For the first offseason in a while, they do not appear to have traded away an immediate All Star and batting champion. So, that.
- Kenta Maeda appears to be on track. Via a translation from Dylan Herrnandez on twitter, he threw a 30-pitch bullpen session yesterday.
- Via Dave Defreitas at 2080 Baseball, "Scouting the Pacific Rim: The Progression of Kenta Maeda." (Hat Tip: Dustin Nosler on twitter)

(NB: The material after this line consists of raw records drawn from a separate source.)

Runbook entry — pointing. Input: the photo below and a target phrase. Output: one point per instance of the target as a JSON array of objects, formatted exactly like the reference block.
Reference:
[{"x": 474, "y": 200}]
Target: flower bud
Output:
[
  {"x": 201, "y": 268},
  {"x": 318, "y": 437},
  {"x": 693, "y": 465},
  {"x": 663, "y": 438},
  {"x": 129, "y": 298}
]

I first picked up on the newly-signed Los Angeles Dodger Kenta Maeda in 2008 during his rookie season with the Hiroshima Toyo Carp of the Nippon Professional Baseball League (NPB), while scouting for the Cleveland Indians. He was a highly touted 20-year-old, coming out of the high school baseball factory that is PL Gakuen, and being dropped into a Carp system with a reputation for drafting and developing players better than any team in the NPB. He was blade thin, but the athleticism was obvious; with fast-twitch muscle to burn, he just moved differently than most in everything that he did. He had the velocity, the command, and the secondary, so check those boxes; but what was more intriguing was the way the ball would leave his hand – the stuff really stood out and you could tell that there was more to come.
- Via Ken Gurnick at MLB.com, "Knapp gives notes on Dodgers' young arms."
"I can't be more excited, and not just with the pitchers in Major League camp, but the state of our Minor League pitching as well," said organization pitching coordinator Rick Knapp. "It's an exciting time to be me."
Knapp provides his thoughts on several Dodger pitchers; including Urias and De Leon below:
Urias: "He got a wake-up call struggling at Triple-A last year and learned he has to pitch on the plate more. He's always been ahead of the curve. Now, if we have any concern, it's to build up the innings cautiously. It's a balancing act. I was [Major League pitching coach] with Rick Porcello when he was with the Tigers at age 20. It might mean five-inning starts. We will manage Julio accordingly."
De Leon: "It seems he's come out of nowhere because he made a big change in his delivery, not throwing across his body, and he lost a lot of weight. Now he's on a mission. He has the makeup, intensity, competitiveness and he's figuring out the strike zone. Nothing he does will surprise me."
- Fast Company ranks, "The Most Innovative Companies of 2016: Top Companies by Sector" and it includes the Dodgers. They are at #6 for their Accelerator program that focuses on incubating a crop of sports startups.